Luke Hildyard, the director of the High Pay Centre, which tracks executive pay, said: “Historic failures to bring CEO pay back to the real world are now poisoning investor-company relations in cases such as this.
“If businesses are going to proceed with vast executive pay awards in the face of the challenges presented by the Covid crisis, pressure to reform the pay-setting process, potentially by involving workers’ representatives, will become stronger.”
Potts in March described Morrisons’ profits slump as a “badge of honour” because it reflected the costs of feeding the nation and bringing in extra measures such as cleaning and social distancing costs. Annual profits halved to £201m despite soaring sales, £220m less than required by Morrisons’ pay policy for Potts to receive his full bonus.

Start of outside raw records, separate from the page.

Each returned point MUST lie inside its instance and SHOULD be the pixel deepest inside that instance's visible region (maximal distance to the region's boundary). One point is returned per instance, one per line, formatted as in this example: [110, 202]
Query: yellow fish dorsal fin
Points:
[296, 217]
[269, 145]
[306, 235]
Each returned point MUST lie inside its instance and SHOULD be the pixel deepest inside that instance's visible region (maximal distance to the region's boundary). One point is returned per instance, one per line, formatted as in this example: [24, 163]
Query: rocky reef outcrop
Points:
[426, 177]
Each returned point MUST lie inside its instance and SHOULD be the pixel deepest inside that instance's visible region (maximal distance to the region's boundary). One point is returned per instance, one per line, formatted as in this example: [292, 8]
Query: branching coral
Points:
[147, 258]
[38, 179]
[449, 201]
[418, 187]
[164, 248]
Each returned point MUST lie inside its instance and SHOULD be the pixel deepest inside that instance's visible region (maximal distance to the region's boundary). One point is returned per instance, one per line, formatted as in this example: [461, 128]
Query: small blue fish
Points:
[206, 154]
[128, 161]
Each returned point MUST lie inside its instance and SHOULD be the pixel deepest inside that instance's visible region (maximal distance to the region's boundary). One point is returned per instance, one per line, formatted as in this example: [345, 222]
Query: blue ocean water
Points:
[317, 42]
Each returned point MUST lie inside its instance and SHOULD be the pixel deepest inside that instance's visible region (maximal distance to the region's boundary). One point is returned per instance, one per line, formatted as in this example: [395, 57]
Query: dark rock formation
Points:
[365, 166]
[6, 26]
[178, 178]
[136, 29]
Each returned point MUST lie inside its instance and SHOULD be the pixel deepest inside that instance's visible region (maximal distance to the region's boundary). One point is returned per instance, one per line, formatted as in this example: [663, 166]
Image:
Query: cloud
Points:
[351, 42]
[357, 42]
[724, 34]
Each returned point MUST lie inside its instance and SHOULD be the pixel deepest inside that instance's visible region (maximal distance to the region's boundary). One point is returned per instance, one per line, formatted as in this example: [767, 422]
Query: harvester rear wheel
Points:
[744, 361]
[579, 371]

Morrisons’ declining share price – as investors looked ahead to continued Covid-19 costs – meant it was dropped from the FTSE 100 index of blue-chip companies for the first time in five years in March.
Morrisons argued that the executives may have missed profit targets, but that they had shown “leadership, clarity, decisiveness, compassion and speed of both decision making and execution”.
“The remuneration committee believed that it was appropriate to apply some discretion to the remuneration of the senior executives,” Morrisons said. “It is a matter of sincere regret to the committee that it clearly has not been able to convince a majority of shareholders – or the proxy voting agencies –that this was the right course of action.”
Potts was re-elected to Morrisons’ board with 99% of the votes. However, there were votes of 16% and 15% respectively against the re-election of Andrew Higginson, the chair of Morrisons’ board, and Havelock, whose committee that approved the payouts.